Optimizing Magma's Performance
Last updated at 2:08 am UTC on 12 January 2007
Efficiency was always a goal when building Magma. The work-load is heavy for the client but relatively light for the server, especially with short transactions allowing, theoretically, for consistent performance more client sessions connect.
If profiling your program reveals a lot of time spent in Magma, considering the following performance-sensitive guidelines may help.
Use ReadStrategies
- Read strategies can be used to optimize how many objects are accessed within a single call to the server.
Keep your commits medium-small
Commits should be put in your program as close to the mutations to the persistent model as possible. Commits are serialized on the server, so large commits that take several seconds will most likely cause requests to queue in the server.
At the same time, you don't want commits to be so microscopic that you end up smothering the network with requests. For example, if building an OrderedCollection of 100 medium-sized objects, you should do those in one commit instead of 100 commits. However, if the objects are very large and completely non-persistent, you may want to do 100 commits.
Keep your cachedObjectCount as low as possible
With a connected Magma session, evaluate:
mySession cachedObjectCount
This number reprensents how many entries Magma has in its IdentityDictionaries. Magma tries to avoid the performance issues related to Squeak's IdentityDictionaries, but it can still slow down if you allow tens of thousands of objects to be cached in memory.
If you're not sure why your cachedObjectCount is growing, you can use cachedObjectCountByClass to see which ones are the most proliferate (they are sorted by most-occurrences at the top). If you see "UndefinedObject" near the top of the list, you need to send #finalizeOids to your session. This is because Squeak can be lazy about finalizing the entries in its WeakDictionary's.
As you traverse parts of the model, you should stubOut: objects you no longer need. For example, after iterating a collection of large objects, stubOut: the collection object if you no longer need them. MagmaSession>>stubOut: chops off large branches of objects so the memory they consume can be reclaimed by the garbage collector.
But avoid too many calls to stubOut:. For example, after you've enumerated the collection of large objects, stubOut: the Collection object itself, not each object in the collection. This is due to unfortunate irony that stubOut: requires use of one of Squeak's most inefficienct methods; Dictionary>>#removeKey:. While fast in other Smalltalks, this method is VERY slow in Squeak but required for stubOut:.
Finally, after you've stubbed out a large object, you may find it necessary to call "mySession finalizeOids". Unfortunately, Squeak's WeakIdentityKeyDictionary does not always remove finalized entries in a timely fashion, resulting in, once again, these very important Dictionaries slowing everything down.
mySession finalizeOids
Other optimizations
- Don't use MagmaSession>>refreshPersistentObjectsEvenWhenChangedOnlyByMe.
- Use commitAndBegin for bulk-load programs.

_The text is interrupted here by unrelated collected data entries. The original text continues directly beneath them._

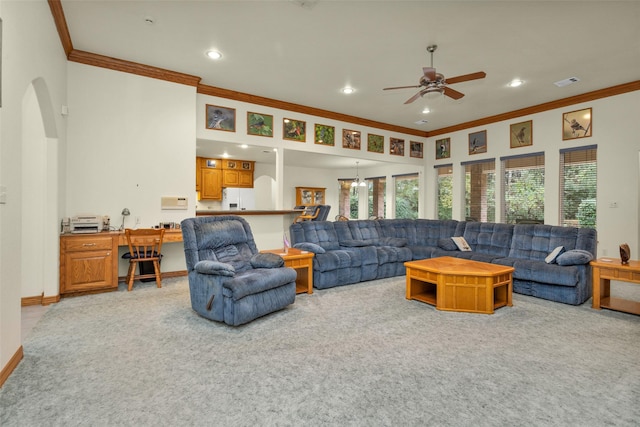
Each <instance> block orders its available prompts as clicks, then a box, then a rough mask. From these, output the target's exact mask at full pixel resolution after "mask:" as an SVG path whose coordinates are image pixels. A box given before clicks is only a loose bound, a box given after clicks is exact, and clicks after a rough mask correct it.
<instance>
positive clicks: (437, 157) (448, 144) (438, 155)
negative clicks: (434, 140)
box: [436, 138, 451, 160]
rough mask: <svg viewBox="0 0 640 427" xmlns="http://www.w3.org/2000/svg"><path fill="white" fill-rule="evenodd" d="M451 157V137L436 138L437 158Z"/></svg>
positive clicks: (436, 158) (446, 157)
mask: <svg viewBox="0 0 640 427" xmlns="http://www.w3.org/2000/svg"><path fill="white" fill-rule="evenodd" d="M449 157H451V138H442V139H436V160H438V159H448V158H449Z"/></svg>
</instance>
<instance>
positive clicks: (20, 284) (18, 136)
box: [0, 0, 66, 369]
mask: <svg viewBox="0 0 640 427" xmlns="http://www.w3.org/2000/svg"><path fill="white" fill-rule="evenodd" d="M0 17H1V18H2V21H3V22H2V24H3V25H2V27H3V28H2V108H1V109H0V117H1V123H2V127H1V128H0V186H2V187H5V188H6V190H7V202H6V204H0V368H1V369H4V368H5V367H6V365H7V363H8V361H9V360H10V359H11V358H12V357H14V355H15V354H16V352H17V351H18V349H19V348H20V343H21V337H20V305H21V304H20V302H21V288H22V284H23V283H22V281H23V277H22V273H23V271H22V270H23V269H22V268H21V265H22V255H21V254H22V246H23V236H22V216H23V214H24V209H23V201H24V200H25V198H28V197H29V194H27V193H23V191H24V188H23V182H22V170H23V168H24V167H25V165H26V167H29V163H28V159H26V160H25V159H23V157H24V156H23V141H24V140H25V137H27V136H25V135H23V128H22V126H23V117H22V115H23V101H24V100H25V98H28V96H27V92H28V91H29V90H30V87H31V86H32V84H34V82H40V84H38V88H39V89H40V90H42V91H46V94H44V93H42V92H41V93H40V95H41V96H43V97H45V98H46V99H47V100H48V101H49V102H48V104H49V107H53V108H54V109H55V110H56V111H60V107H61V106H62V105H64V104H66V58H65V56H64V52H63V50H62V47H61V44H60V39H59V37H58V33H57V31H56V29H55V25H54V23H53V19H52V18H51V9H50V8H49V5H48V4H47V2H46V1H44V0H38V1H28V2H25V1H7V0H0ZM43 83H46V84H43ZM28 102H30V101H27V103H28ZM40 108H43V106H42V105H40ZM26 110H27V111H34V110H33V109H31V108H30V107H26ZM40 112H41V113H42V111H40ZM47 113H48V114H47V115H46V118H47V120H45V123H43V125H44V127H45V131H44V135H45V137H46V138H47V140H48V141H49V142H51V143H52V145H53V147H50V146H47V147H46V148H47V149H49V148H52V149H53V150H60V151H62V150H64V141H65V132H66V127H65V124H64V119H63V117H62V116H61V115H60V114H56V115H55V116H54V115H52V114H51V111H50V110H48V111H47ZM41 136H42V134H40V137H41ZM27 153H29V152H28V151H27ZM30 154H32V153H29V154H27V155H30ZM57 154H58V153H57V152H56V153H54V154H53V155H50V153H47V155H46V156H45V159H46V161H51V160H52V159H53V161H55V159H57V158H60V157H61V156H58V155H57ZM57 169H58V165H49V164H47V165H46V168H45V169H44V170H43V169H42V168H35V167H34V168H33V173H34V174H35V175H36V177H37V175H38V174H41V176H40V179H39V182H43V181H45V180H46V179H47V178H49V179H50V178H51V177H50V176H49V175H48V172H49V171H50V170H57ZM36 179H38V178H36ZM53 180H54V183H53V184H52V186H53V188H56V187H57V183H56V182H55V177H54V178H53ZM61 197H63V196H61ZM54 205H55V201H54ZM56 209H57V207H54V212H55V210H56ZM54 215H55V213H54ZM49 219H50V218H46V217H45V213H43V214H42V215H40V216H36V217H33V218H31V221H37V223H38V224H39V225H38V226H40V225H42V223H45V224H48V223H50V222H51V221H49ZM46 226H47V225H45V227H46ZM43 241H46V239H43ZM49 243H50V242H49ZM44 244H46V243H44ZM56 244H57V242H56ZM49 249H51V248H49ZM49 253H53V254H52V256H53V257H54V258H55V259H56V264H57V254H56V250H55V247H54V250H52V251H51V250H50V252H49ZM56 275H57V274H56ZM43 280H46V281H48V282H50V281H55V282H57V279H56V278H55V277H45V278H44V279H43ZM55 282H54V283H55ZM36 286H37V287H38V289H41V290H42V289H45V288H46V283H45V284H42V283H40V284H37V285H36Z"/></svg>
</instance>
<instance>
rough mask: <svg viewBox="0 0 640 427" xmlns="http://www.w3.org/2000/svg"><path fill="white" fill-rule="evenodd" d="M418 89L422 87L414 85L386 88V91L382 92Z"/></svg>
mask: <svg viewBox="0 0 640 427" xmlns="http://www.w3.org/2000/svg"><path fill="white" fill-rule="evenodd" d="M417 87H420V86H416V85H413V86H396V87H385V88H384V89H382V90H391V89H409V88H417Z"/></svg>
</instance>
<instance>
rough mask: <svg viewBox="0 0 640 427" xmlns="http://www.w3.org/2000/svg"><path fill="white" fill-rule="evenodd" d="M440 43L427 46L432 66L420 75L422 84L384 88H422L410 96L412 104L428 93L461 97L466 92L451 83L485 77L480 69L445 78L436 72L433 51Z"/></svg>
mask: <svg viewBox="0 0 640 427" xmlns="http://www.w3.org/2000/svg"><path fill="white" fill-rule="evenodd" d="M437 48H438V45H435V44H434V45H431V46H427V52H429V53H430V54H431V67H423V68H422V72H423V75H422V76H421V77H420V82H419V83H420V84H418V85H415V86H397V87H385V88H384V89H382V90H393V89H408V88H422V89H420V91H419V92H418V93H416V94H415V95H413V96H412V97H411V98H409V99H408V100H407V101H406V102H405V104H410V103H412V102H413V101H415V100H416V99H418V98H419V97H421V96H424V95H425V94H427V93H434V92H436V93H440V94H444V95H447V96H448V97H449V98H453V99H460V98H462V97H463V96H464V93H461V92H458V91H457V90H453V89H451V88H450V87H449V85H451V84H454V83H461V82H466V81H469V80H476V79H483V78H485V76H486V75H487V74H486V73H485V72H484V71H478V72H477V73H471V74H465V75H463V76H457V77H452V78H450V79H445V77H444V75H442V74H440V73H436V69H435V68H433V52H435V51H436V49H437Z"/></svg>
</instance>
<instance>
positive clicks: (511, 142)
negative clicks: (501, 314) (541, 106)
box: [509, 120, 533, 148]
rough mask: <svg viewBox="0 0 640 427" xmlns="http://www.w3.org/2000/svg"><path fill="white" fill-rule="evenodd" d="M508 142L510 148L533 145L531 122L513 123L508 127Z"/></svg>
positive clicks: (532, 134)
mask: <svg viewBox="0 0 640 427" xmlns="http://www.w3.org/2000/svg"><path fill="white" fill-rule="evenodd" d="M509 131H510V132H509V141H510V146H511V148H518V147H526V146H528V145H533V121H532V120H528V121H526V122H520V123H514V124H512V125H511V126H509Z"/></svg>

- Experiment and optimize your key and record sizes of your MagmaCollections. Avoid too many duplicate keys (e.g., don't index the word "the").
Know thy indexes
MagmaCollections have good read performance, but adding and removing objects is very slow. In theory, starting with an empty MagmaCollection, the rate-of-insertion will deteriorate a little bit before settling on a relatively fixed rate, IF you have a good key-dispersal.
If you put in a lot of duplicate keys, it will gradually get more costly to keep adding more of that key because a linear search for the "end" of that chain of keys is performed to find the point of insertion. So, for example, when you build a simple keyword index, consider eliminating prepositions such as "the" and "at".
Removing from MagmaCollections is even more expensive than insertions. Avoid using this operation for performance-intensive operations.